Bancos da zona do euro restringem crédito devido à guerra no Irã
Incertezas geopolíticas levaram instituições financeiras europeias a endurecer critérios de concessão de crédito no segundo trimestre de 2026.
Pontos principais
- Bancos da zona do euro elevaram as exigências para empréstimos corporativos no segundo trimestre de 2026.
- A guerra no Irã e os riscos energéticos associados são os principais motores da cautela bancária.
- Indústria automotiva e manufatura de alto consumo de energia foram os setores mais impactados.
- A demanda por crédito imobiliário registrou queda acentuada no período.
- Analistas projetam possível alta nos juros pelo BCE em setembro para conter a inflação de 3%.
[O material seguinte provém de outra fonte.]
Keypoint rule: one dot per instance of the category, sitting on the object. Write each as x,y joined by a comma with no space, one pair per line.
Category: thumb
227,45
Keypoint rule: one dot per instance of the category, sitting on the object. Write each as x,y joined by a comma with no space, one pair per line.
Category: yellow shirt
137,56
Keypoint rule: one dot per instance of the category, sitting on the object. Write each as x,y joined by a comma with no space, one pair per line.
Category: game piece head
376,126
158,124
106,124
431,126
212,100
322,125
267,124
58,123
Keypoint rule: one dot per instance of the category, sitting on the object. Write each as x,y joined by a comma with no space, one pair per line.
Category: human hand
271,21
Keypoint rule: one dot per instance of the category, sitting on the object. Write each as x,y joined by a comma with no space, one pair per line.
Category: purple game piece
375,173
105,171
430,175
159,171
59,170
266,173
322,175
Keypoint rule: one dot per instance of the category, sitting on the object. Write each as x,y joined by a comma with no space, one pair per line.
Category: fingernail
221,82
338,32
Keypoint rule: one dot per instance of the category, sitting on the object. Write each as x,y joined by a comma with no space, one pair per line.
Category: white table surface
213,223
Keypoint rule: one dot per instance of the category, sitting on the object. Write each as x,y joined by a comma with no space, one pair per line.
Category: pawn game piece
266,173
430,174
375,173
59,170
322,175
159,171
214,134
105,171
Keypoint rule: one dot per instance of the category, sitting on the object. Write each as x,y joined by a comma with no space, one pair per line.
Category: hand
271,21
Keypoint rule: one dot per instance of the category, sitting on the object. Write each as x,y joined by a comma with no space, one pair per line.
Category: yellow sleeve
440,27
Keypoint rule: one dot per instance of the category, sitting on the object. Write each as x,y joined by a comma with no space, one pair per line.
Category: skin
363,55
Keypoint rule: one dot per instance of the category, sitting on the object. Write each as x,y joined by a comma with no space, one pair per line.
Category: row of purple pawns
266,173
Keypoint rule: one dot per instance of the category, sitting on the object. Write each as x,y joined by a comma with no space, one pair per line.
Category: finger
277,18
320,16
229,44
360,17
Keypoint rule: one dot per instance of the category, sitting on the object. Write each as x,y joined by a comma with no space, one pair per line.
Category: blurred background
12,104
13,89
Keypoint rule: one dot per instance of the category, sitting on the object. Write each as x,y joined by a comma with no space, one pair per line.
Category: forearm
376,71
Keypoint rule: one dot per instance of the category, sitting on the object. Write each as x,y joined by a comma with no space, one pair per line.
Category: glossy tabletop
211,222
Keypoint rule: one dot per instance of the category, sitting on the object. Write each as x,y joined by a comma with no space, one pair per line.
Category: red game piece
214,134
Instituições financeiras da zona do euro endureceram significativamente os critérios para a concessão de crédito no segundo trimestre de 2026. Segundo dados do Banco Central Europeu (BCE), a medida reflete uma postura de cautela diante do aumento da percepção de risco no cenário econômico global, fortemente influenciado pelas tensões geopolíticas decorrentes da guerra no Irã. O aperto no crédito tem afetado diretamente setores estratégicos, com destaque para a indústria automotiva e a manufatura de alto consumo de energia, além de uma retração acentuada na procura por empréstimos imobiliários. O cenário de incerteza é agravado pela pressão inflacionária, que atingiu 3% na região. Diante deste quadro, analistas de mercado já projetam que o BCE poderá elevar as taxas de juros em setembro como uma estratégia para conter o avanço dos preços e estabilizar a economia europeia.